The Pfizer/Biontech vaccine is the most prominent vaccine globally (unsurprisigly as it was the first one available). However, a total of 20 countries already use 3 different vaccines, and one country even uses 5 vaccines. This numbers will likely increase as more vaccines become available.

# Forcasting for Germany

In [None]:
df_ger = df_de[['date', 'daily_vaccinations']].groupby('date').sum()[4:-1]

In [None]:
sns.lineplot(x='date', y='daily_vaccinations', data=df_ger)

In [None]:
# dicky-fuller test to check if the data is stationary
from statsmodels.tsa.stattools import adfuller

result = adfuller(df_ger)
print('p-value: %f' % result[1])
print('Critical Values:')
for key, value in result[4].items():
	print('\t%s: %.3f' % (key, value))

In [None]:
#using differencing to stabalize the mean
df_ger_diff = df_ger.copy()
df_ger_diff['daily_vaccinations'] = df_ger_diff.daily_vaccinations.diff()
df_ger_diff = df_ger_diff.dropna()

In [None]:
result = adfuller(df_ger_diff)
print('p-value: %f' % result[1])
print('Critical Values:')
for key, value in result[4].items():
	print('\t%s: %.3f' % (key, value))

In [None]:
from sklearn.metrics import mean_squared_error
import math

from fbprophet import Prophet
from statsmodels.tsa.arima.model import ARIMA

In [None]:
# train test data split
df_ger.reset_index(inplace=True)

train_len = int(0.75 * len(df_ger))
test_len = len(df_ger) - train_len

#generate train data
train = df_ger.iloc[:train_len, :]
train.columns = ['ds', 'y'] # facebooks prophet needs that...

#generate validation data
x_train, y_train = pd.DataFrame(df_ger.iloc[:train_len, 0]), pd.DataFrame(df_ger.iloc[:train_len, 1])
x_valid, y_valid = pd.DataFrame(df_ger.iloc[train_len:, 0]), pd.DataFrame(df_ger.iloc[train_len:, 1])

x_train.columns = ['ds'] # facebooks prophet all the way...
y_train.columns = ['y']
x_valid.columns = ['ds']
y_valid.columns = ['y']

In [None]:
# Train the model
model = Prophet()
model.fit(train)


# Predict on valid set
y_pred = model.predict(x_valid)

# Calcuate metrics
#according to fb prophet quick start yhat is the forecast
rmse = math.sqrt(mean_squared_error(y_valid, y_pred.tail(test_len)['yhat']))

print('RMSE: {}'.format(rmse))

In [None]:
model.plot_components(y_pred)

In [None]:
model.plot(y_pred)
sns.lineplot(x=x_valid['ds'], y=y_valid['y'], color='red', label='Validation Data')

plt.xlabel(xlabel='Date', fontsize=14)
plt.ylabel(ylabel='Daily Vaccinations', fontsize=14)

In [None]:
# Fit model

model = ARIMA(y_train, order=(1,1,1))
model = model.fit()

# Prediction with ARIMA
y_pred = model.forecast(16)

# Calcuate metrics
rmse = math.sqrt(mean_squared_error(y_valid, y_pred))

print('RMSE: {}'.format(rmse))

In [None]:
print(model.summary())

In [None]:

sns.lineplot(x=x_valid['ds'], y=model.forecast(16), color='green', label='Test Data')
sns.lineplot(x=df_ger.date, y=df_ger.daily_vaccinations, color='purple', label='Test Data')

plt.xlabel(xlabel='Date', fontsize=14)
plt.ylabel(ylabel='Daily Vaccinations', fontsize=14)

plt.show()

I calculated two very simple models, of which the ARIMA Model performed better.

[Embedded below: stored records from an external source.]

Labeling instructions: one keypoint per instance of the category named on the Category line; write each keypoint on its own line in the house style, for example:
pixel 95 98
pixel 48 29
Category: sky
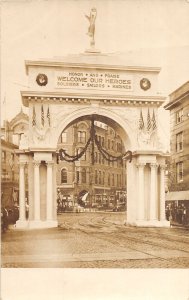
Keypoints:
pixel 144 32
pixel 153 32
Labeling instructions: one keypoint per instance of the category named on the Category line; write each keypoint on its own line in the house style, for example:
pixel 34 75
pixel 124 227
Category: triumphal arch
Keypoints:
pixel 100 86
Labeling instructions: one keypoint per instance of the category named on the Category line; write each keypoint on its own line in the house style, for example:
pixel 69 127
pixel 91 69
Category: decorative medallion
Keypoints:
pixel 42 79
pixel 145 84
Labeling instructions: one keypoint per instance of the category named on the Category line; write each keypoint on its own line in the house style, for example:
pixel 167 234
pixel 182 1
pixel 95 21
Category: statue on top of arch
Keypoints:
pixel 147 135
pixel 41 129
pixel 91 29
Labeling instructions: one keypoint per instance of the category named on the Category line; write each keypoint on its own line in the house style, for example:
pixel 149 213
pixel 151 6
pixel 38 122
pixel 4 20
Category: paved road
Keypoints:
pixel 96 240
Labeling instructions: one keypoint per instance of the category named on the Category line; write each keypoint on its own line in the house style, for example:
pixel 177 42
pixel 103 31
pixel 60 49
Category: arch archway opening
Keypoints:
pixel 104 181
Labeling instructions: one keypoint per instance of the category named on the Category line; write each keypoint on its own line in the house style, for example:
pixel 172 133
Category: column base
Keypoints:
pixel 150 223
pixel 21 224
pixel 42 224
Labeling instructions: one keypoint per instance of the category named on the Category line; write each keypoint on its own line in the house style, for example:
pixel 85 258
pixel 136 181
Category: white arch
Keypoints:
pixel 127 133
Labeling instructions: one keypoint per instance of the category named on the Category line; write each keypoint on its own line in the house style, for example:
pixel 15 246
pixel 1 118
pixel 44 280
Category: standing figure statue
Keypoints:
pixel 91 29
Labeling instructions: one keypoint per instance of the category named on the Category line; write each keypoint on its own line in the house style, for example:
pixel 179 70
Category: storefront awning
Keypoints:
pixel 179 195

Given that the situation in Germany at the moment is dependent on various factors that we miss data on (like the introduction of the Johnson & Johnson vaccin, changes in the logistics surrounding the vaccination), and thus drastic changes are likely, I belive that these models will fullfill their purpose. 
I will use the Arima Model to forecast the next 100 days.

In [None]:
# we start our forcast at day 46, as the training data included 45 days. The vaildation data inluded another 16 days, which I need to compensate for.
model.forecast(117)

The model predicts that 100 days after the 2. Mar (10. Jun) 341,981 people a day will be vaccinated. It should be noted that this model is (hopefully) likely to underestimate the true number, as Germany expects a massive increase in both, the amount of vaccine available and the number of people that can be vaccinated a day.